Avant la passation « civilisée » du pouvoir au Congo…

Au Congo, avant la passation civilisée du pouvoir entre les présidents entrant et sortant, Joseph Kabila et Felix Tshisekedi, la liberté de la presse a exist, mais parfois sans exister. Puisque nous avions un pluralisme médiatique de façade, et même désordonné. Les nouveaux médias que nous avons encore aujourd’hui, concourent à renforcer des individus plutôt que des causes nationales comme les libertés publiques. Certains médias chantaient les louanges des politiciens pendant que nos compatriotes étaient en train d’être enterrés après des massacres à Beni. C’est choquant !

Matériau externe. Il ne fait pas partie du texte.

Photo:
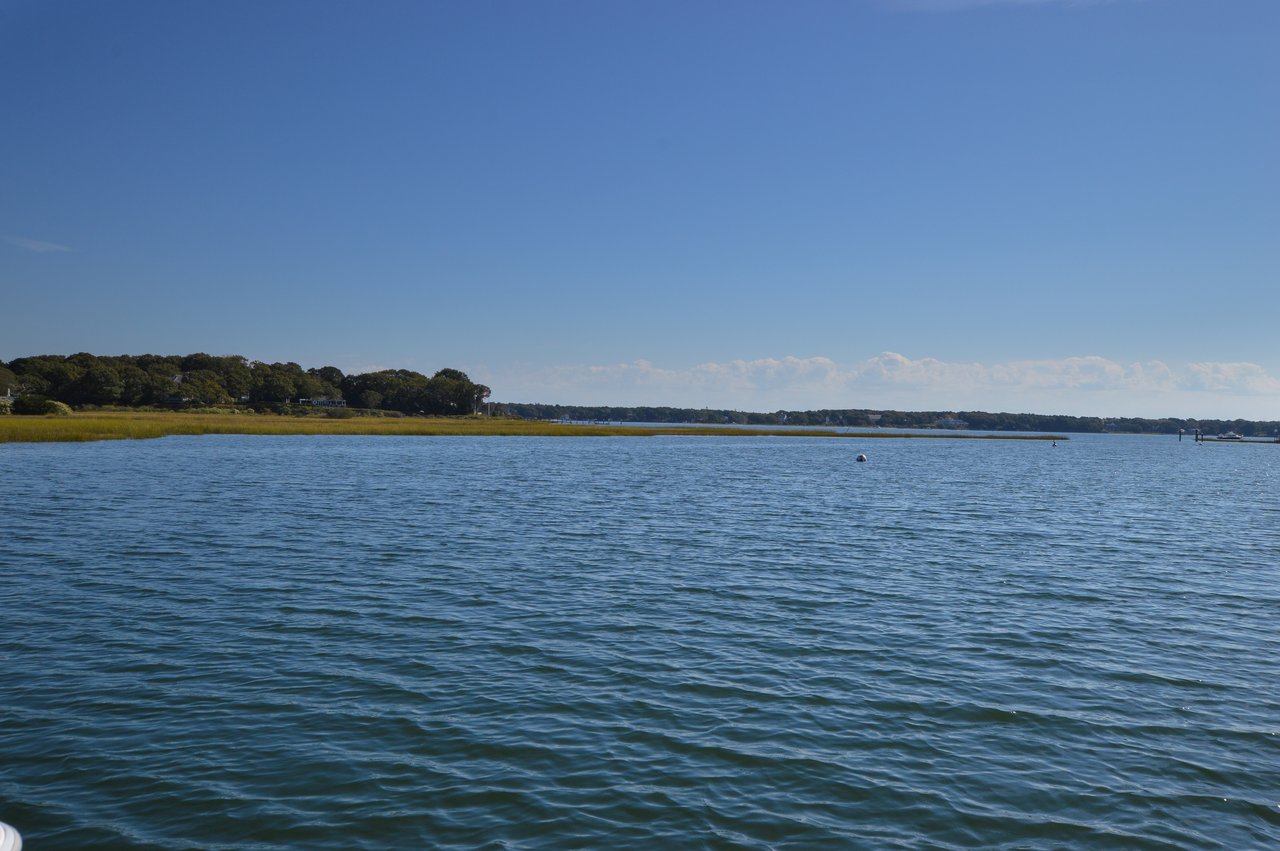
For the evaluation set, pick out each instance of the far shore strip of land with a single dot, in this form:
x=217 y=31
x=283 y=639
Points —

Durant cette époque, des journalistes sont morts, d’autres emprisonnés ou agressés, on a vu des médias fermés de but en blanc, et la liberté d’expression et d’informer était malmenée même par des administrateurs des marchés. Difficile de filmer même des immondices dans un marché alors que dans une ville comme Lubumbashi, l’épidémie de choléra était cachée au grand public pendant des mois (entre octobre 2018 et janvier 2019).

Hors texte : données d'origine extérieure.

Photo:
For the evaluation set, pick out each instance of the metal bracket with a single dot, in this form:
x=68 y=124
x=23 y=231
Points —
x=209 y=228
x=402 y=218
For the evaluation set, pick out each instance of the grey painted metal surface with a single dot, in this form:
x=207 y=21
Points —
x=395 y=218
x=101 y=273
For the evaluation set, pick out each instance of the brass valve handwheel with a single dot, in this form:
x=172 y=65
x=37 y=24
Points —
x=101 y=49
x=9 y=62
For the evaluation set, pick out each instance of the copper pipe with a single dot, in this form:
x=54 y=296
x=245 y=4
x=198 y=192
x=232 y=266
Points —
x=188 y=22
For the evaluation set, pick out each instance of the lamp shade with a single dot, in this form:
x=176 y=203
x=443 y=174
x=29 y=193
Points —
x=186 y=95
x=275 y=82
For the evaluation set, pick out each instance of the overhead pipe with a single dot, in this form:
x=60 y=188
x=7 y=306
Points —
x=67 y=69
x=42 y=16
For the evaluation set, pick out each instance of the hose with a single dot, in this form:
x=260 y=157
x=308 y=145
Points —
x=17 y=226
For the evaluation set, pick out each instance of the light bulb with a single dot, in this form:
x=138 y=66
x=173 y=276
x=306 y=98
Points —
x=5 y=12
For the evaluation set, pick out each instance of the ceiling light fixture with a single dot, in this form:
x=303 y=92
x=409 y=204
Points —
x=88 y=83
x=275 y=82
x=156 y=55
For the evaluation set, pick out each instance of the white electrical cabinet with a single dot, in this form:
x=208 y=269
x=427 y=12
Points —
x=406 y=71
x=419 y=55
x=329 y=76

Cette situation a fait que beaucoup de Congolais de l’intérieur comme de la diaspora n’avaient que les réseaux sociaux pour s’informer et s’exprimer. Les Congolais lambda n’avaient plus accès à la bonne source d’information ou étaient réduits au seul son de cloche des médias accessibles, pas forcément choisis librement. Ce n’est sans doute pas pour rien que Reporters sans frontières a classé la RDC parmi les pays où il fait moins bon d’être journaliste.

Nouvelle ère de la presse en RDC

Pourtant, avec une presse libre, le pays a beaucoup à gagner : liberté d’expression et bonne gouvernance, dès lors que ceux qui sont appelés à gérer évitent que de mauvaises actions comme la corruption viennent un jour à être dévoilées. La démocratie s’exerce, et le pays augmente ses chances de se développer.

Ainsi donc, après cette première alternance de pouvoir en douceur au Congo, l’heure est venue de reconstruire une presse vraiment au service de la communauté. Plus question d’une presse au service des puissants.